Era ya la tarde oscura, tiempo malo para andar en bicicleta sin luces, y el jovencito llevaba algún sexto sentido para esquivar los hoyancos del viejo camino de tierra. Álvaro llegó a La Junta de los Ríos, donde se fundían en una sola las aguas de las dos corrientes que cruzan la ciudad en diferentes direcciones, y según sus cálculos, pronto tomaría el camino a La Concordia.

Iba por demás entretenido en no matarse contra las zanjas que atravesaban en perpendicular la carreterita y que, sin ninguna luz de farol, constituían un peligro mortal. En los años cuarenta del siglo pasado, era éste un suburbio agrícola en donde los labradores aprovechaban la abundancia de las aguas de albañal que llegaban en el lecho de los ríos unificados.

Allá iba Álvaro, pugnando por llegar vivo a su hogar, cuando se le atravesó un cerdo sin darle más aviso que un gruñido sordo y cortito que provocó que el hijo de campesinos cayera en una de aquellas zanjas tratando de no atropellar al chancho.

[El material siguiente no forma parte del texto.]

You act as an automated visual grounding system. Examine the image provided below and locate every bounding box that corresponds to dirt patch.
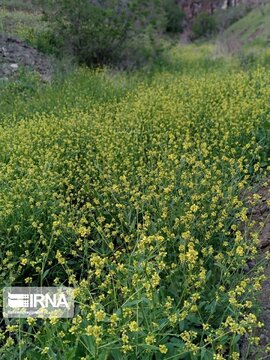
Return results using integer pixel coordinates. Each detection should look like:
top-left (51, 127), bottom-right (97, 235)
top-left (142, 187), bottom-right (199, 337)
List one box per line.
top-left (0, 35), bottom-right (52, 81)
top-left (242, 177), bottom-right (270, 360)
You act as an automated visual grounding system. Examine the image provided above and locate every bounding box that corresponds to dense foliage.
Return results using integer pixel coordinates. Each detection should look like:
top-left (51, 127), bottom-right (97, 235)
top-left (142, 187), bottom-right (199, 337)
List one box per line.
top-left (192, 12), bottom-right (218, 39)
top-left (0, 49), bottom-right (270, 360)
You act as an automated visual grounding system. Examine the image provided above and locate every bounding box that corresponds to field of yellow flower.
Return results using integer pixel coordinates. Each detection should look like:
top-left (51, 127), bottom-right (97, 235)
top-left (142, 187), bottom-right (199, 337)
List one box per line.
top-left (0, 46), bottom-right (270, 360)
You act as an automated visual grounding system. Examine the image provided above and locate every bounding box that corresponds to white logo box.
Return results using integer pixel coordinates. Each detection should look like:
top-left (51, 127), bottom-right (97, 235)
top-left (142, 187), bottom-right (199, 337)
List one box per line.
top-left (3, 287), bottom-right (74, 318)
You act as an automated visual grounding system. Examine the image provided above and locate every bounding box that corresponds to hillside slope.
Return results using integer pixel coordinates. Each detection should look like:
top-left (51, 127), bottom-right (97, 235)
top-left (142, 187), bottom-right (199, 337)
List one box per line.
top-left (222, 4), bottom-right (270, 49)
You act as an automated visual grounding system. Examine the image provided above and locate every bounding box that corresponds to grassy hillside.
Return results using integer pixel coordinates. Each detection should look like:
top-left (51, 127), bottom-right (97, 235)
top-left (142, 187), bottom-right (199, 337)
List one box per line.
top-left (0, 1), bottom-right (270, 360)
top-left (222, 4), bottom-right (270, 49)
top-left (0, 47), bottom-right (270, 360)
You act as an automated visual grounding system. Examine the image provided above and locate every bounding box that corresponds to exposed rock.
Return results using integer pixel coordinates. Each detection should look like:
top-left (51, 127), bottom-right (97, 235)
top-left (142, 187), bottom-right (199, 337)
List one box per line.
top-left (0, 35), bottom-right (52, 81)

Cayó Alvarito con gran estruendo de su bicicleta dañada en su caída contra el duro terreno, y para él todo se oscureció de repente al perder el conocimiento.

Habrá estado ahí más de una hora tal vez, y cuando ya se reponía del accidente y se revisaba por si tenía alguna costilla u otro hueso roto, llamó su atención un ruido de pasos cercanos, y pudo observar contra la luz vanescente del ocaso avanzado, la sombra de alguien que se aproximaba.

El hombre, a quien parecía rodear un misterioso halo de débil luz, saludó al muchacho con una voz ronca de palabras rasposas. Aunque él no lo viera todavía, pudo darse cuenta de que el hombre se había agachado hacia donde él estaba. Repentinamente, golpeó a Álvaro un fuerte viento que llegó de arriba.

Con cada paso que el hombre misterioso daba hacia el interior del hoyo, el viento aumentaba su fuerza, y en ratos parecía el aliento de una fiera descomunal que abría sus fauces para devorar la tierra.

Estaba el extraño ya a un palmo de distancia, y al extender una mano para alcanzar al accidentado, pudo éste ver sus ojos, que eran brillantes como encendidos carbones, y a esta distancia pudo distinguir el azorado chavalo que el cuerpo mismo del recién llegado no era tampoco normal de tan delgado. Era tal vez un espectro, un ánima del más allá, de las que se toman la molestia de regresar para llevarse a los vivos a los infiernos en donde han de faltar moradores.

“Es el ánima del pastor de cerdos”, pensó como un dardo Alvarito, acordándose de la conseja que era muy popular en este traspatio de la ciudad. En efecto, contaban los contadores de embrujos, cuentos de miedo y de encantamientos, que hubo una vez acá por el rumbo de La Concordia, un señor que era dueño de una piara extensa, y que tenía a un viejo tío suyo como pastor de los chanchos, con el único trabajo de que se asegurara de que no se salieran al camino para no ser atropellados por las carretas y los automóviles. El anciano tenía una vista muy defectuosa, y por ello se le dificultaba cuidar bien de los animales. En una ocasión en que varios chiquillos la emprendieron a pedradas contra los marranos, varios de éstos se despeñaron hacia el río crecido y se perdieron para siempre en la corriente embravecida. El propietario del ganado montó en cólera y mató al pobre viejito a garrotazos, habiéndole causado gran sufrimiento en cada golpe que lo despedazaba y lo descoyuntaba.

Desde entonces, menudearon los relatos que aseguraban que el viejo de los chanchos regresaba como fantasma a la vera de este mismo camino.

Alvarito, ni tardo, pero tampoco perezoso, se levantó como movido por resorte, y se perdió corriendo en dirección a Palestina con bríos renovados, sin bicicleta, pero también sin espectro ninguno que lo atormentara.